Michel Deraedt, ingénieur BTPL (PHOTO Dans RLA 301, page 66)

Un projet d’investissement de 110 000 euros

Raphaël Roche prévoit l’élargissement du couloir d’alimentation des vaches, l’aménagement de boxes pour les génisses et de boxes de vêlage/infirmerie en vis-à-vis des laitières, la couverture de la fumière, une préfosse devant le cornadis et un caniveau à lisier flottant vers une petite fosse existante, et la construction d’une deuxième petite fosse pour le recyclage des eaux usées de salle de traite. « La surface couverte sera plus que doublée, sans aucun poteau ce qui permettra d’avoir un bâtiment transformable, souligne Raphaël Roche. La diminution de l’aire d’exercice extérieure et la couverture de la fumière faciliteront la gestion des effluents. « Actuellement, je gère un fumier mou. J’aurai moins de difficultés à le gérer avec un fumier plus solide. » S’il est accepté, le projet (en bio et en zone de montagne) devrait bénéficier de 40 % de subventions.
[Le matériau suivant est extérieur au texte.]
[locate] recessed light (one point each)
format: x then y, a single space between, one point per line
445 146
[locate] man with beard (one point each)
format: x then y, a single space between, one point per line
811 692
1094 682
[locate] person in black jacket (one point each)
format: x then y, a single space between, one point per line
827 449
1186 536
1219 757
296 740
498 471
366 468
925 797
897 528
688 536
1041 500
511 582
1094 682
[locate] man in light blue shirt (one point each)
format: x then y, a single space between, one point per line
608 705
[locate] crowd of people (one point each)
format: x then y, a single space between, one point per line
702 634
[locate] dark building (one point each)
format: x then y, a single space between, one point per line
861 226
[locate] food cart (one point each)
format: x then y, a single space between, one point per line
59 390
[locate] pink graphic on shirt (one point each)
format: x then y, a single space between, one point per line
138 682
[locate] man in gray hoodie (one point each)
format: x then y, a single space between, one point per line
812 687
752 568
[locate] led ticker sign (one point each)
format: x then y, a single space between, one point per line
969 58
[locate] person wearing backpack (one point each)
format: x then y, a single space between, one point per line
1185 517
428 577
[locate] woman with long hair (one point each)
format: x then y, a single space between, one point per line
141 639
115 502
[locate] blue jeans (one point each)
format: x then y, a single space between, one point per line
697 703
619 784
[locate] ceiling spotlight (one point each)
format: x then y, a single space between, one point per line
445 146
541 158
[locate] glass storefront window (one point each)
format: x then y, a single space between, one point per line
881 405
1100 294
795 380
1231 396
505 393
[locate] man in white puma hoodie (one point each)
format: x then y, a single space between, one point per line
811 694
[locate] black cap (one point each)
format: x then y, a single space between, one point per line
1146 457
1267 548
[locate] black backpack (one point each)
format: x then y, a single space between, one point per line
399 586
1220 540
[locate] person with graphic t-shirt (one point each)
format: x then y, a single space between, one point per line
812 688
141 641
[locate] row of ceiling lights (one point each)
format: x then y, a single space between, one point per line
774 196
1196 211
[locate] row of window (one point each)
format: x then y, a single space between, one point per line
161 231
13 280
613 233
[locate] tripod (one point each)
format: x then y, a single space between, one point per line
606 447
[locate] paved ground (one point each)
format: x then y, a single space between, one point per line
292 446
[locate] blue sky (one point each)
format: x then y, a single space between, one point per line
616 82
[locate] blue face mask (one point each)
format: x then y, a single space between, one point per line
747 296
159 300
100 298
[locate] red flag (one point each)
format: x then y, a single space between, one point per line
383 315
Les travaux devraient démarrer cet été.

Des vêlages à trois ans

« L’âge au vêlage ne peut pas se raisonner de la même manière ici en zone de montagne et en zone de plaine où l’on peut faire sur les surfaces des cultures à marge élevée, affirme Michel Deraedt du BTPL. Les génisses valorisent des parcelles éloignées et ingrates. Ce sont des hectares qui bénéficient des aides PAC, et qui ne reçoivent ni engrais ni fumier, avec peu de charges de mécanisation et un fermage peu élevé : ils ne coûtent pas cher. » Raphaël Roche élève 15 génisses par an. L’hiver, les génisses sont au régime foin et consomment les refus des vaches.